《Response and Formation Mechanism of Highly Antibiotic-Resistant Dormant Subpopulations in Bioaerosol during Aerosolizing from Aquatic Environments》

Website: https://pubs.acs.org/doi/10.1021/acs.est.5c06017

Graphical Abstract：

ABSTRACT:

The characteristics and responses of bacteria aerosolized from aquatic to atmospheric environments are poorly understood. In this study, three antibiotic-resistant bacteria (Escherichia coli DH5α (CTX), E. coli DH5α (MCR), and E. coli DH5α (GEN)) were used to explore microbial aerosolization responses and mechanisms. E. coli bioaerosols had improved resistance to aerosolizing stress through carrying antibiotic resistance genes, developing different phenotype distributions, including wild-type, small colony variant (SCV), and viable but non-culturable (VBNC) subpopulations.
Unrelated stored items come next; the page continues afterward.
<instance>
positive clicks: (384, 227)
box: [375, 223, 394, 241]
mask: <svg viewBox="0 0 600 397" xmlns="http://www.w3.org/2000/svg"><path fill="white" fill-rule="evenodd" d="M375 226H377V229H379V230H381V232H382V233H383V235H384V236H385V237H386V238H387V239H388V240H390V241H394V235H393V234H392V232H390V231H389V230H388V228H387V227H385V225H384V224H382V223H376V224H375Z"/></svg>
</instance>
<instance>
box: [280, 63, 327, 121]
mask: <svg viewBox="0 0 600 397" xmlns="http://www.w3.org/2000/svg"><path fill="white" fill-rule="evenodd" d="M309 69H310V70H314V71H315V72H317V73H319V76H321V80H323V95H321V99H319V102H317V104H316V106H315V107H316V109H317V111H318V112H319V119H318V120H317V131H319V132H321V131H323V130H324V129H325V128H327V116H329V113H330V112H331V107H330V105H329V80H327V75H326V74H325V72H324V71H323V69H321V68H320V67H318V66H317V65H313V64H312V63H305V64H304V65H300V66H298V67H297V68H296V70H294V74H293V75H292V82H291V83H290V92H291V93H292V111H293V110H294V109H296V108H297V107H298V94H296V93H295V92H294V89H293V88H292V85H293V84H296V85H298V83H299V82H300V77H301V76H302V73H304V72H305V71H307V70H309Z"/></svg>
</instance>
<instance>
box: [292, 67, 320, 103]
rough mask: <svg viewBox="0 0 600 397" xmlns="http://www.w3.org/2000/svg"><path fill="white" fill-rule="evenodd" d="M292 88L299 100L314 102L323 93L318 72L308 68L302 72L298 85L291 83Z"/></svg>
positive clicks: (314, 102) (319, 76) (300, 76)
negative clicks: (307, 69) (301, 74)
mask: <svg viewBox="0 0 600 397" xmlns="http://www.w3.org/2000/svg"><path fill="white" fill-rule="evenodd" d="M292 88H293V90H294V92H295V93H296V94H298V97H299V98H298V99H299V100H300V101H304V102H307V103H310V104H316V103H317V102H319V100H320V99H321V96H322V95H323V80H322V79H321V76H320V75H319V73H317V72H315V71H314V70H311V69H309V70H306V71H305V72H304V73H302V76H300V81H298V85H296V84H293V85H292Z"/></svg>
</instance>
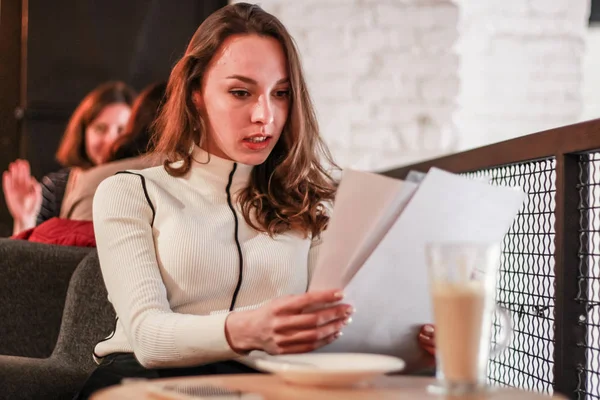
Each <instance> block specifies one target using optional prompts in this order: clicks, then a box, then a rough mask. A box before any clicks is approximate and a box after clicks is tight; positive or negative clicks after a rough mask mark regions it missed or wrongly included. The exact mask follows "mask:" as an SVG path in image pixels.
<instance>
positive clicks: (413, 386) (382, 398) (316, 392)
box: [92, 375, 564, 400]
mask: <svg viewBox="0 0 600 400" xmlns="http://www.w3.org/2000/svg"><path fill="white" fill-rule="evenodd" d="M432 382H433V379H432V378H422V377H410V376H382V377H380V378H377V379H375V380H374V381H372V382H371V383H369V384H366V385H362V386H359V387H355V388H344V389H329V388H317V387H308V386H298V385H291V384H287V383H285V382H283V381H282V380H281V379H280V378H278V377H276V376H274V375H216V376H204V377H184V378H170V379H159V380H153V381H134V382H131V383H125V384H122V385H119V386H113V387H111V388H108V389H104V390H102V391H99V392H97V393H96V394H95V395H94V396H92V399H93V400H108V399H111V400H112V399H114V400H120V399H140V400H144V399H147V400H150V399H151V400H184V399H193V398H195V397H191V396H189V395H185V394H178V393H177V392H175V391H169V392H166V391H164V390H162V388H163V387H165V386H171V387H178V388H181V389H183V388H186V387H187V388H189V387H190V386H192V387H193V386H195V385H198V386H205V385H209V386H213V387H218V388H222V389H227V390H230V391H233V392H234V393H233V396H232V397H222V398H223V399H224V400H225V399H231V398H238V396H240V395H241V394H242V393H244V397H240V398H243V399H248V400H250V399H253V400H254V399H255V397H251V396H248V394H247V393H255V394H257V395H261V396H262V397H260V396H257V397H256V399H257V400H258V399H261V398H262V399H264V400H276V399H277V400H279V399H286V400H301V399H309V400H321V399H327V400H342V399H343V400H363V399H377V400H386V399H389V400H392V399H394V400H398V399H402V400H412V399H431V400H440V399H446V398H448V397H444V396H440V395H433V394H429V393H428V392H427V391H426V387H427V386H428V385H429V384H431V383H432ZM174 385H176V386H174ZM183 391H184V390H182V393H183ZM246 396H248V397H246ZM200 398H202V397H200ZM207 398H210V397H207ZM218 398H219V397H215V399H218ZM455 398H456V397H455ZM463 398H465V399H470V400H471V399H472V400H484V399H493V400H504V399H506V400H524V399H531V400H544V399H545V400H549V399H551V398H552V399H564V397H562V396H558V395H555V396H553V397H549V396H545V395H541V394H537V393H532V392H525V391H520V390H514V389H501V388H498V389H496V390H494V391H492V392H491V393H490V394H482V395H476V396H469V397H463Z"/></svg>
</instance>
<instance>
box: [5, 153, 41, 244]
mask: <svg viewBox="0 0 600 400" xmlns="http://www.w3.org/2000/svg"><path fill="white" fill-rule="evenodd" d="M2 189H3V190H4V198H5V199H6V205H7V207H8V210H9V211H10V213H11V215H12V216H13V219H14V232H13V233H14V234H17V233H19V232H21V231H23V230H25V229H29V228H32V227H34V226H35V219H36V217H37V214H38V212H39V210H40V206H41V204H42V188H41V185H40V184H39V182H38V181H36V180H35V178H34V177H32V176H31V170H30V168H29V163H28V162H27V161H25V160H16V161H15V162H12V163H10V165H9V166H8V171H4V173H3V174H2Z"/></svg>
Cefotaxime (CTX)-resistant E. coli bioaerosols showed the highest percentage of VBNCs (15.1%), while those gentamycin (GEN)-resistant E. coli bioaerosols showed the highest percentage of SCVs (13.4%). Lower growth capacity, reduced metabolic activity, increased adenosine triphosphate accumulation, elevated intracellular reactive oxygen species, up-regulated protein synthesis-related genes, and enhanced gentamicin resistance were observed in GEN-resistant E. coli SCVs. Oxidative stress responses were activated to defend against stress and promoted the formation of dormant subpopulations. Up-regulation of cell wall synthesis genes promoted VBNC formation, while up-regulation of protein synthesis genes promoted SCV formation. These findings highlight that antibiotic resistance in aquatic bacteria contributes to the formation of different dormant subpopulations in bioaerosols that pose different risks to ecosystems and human health.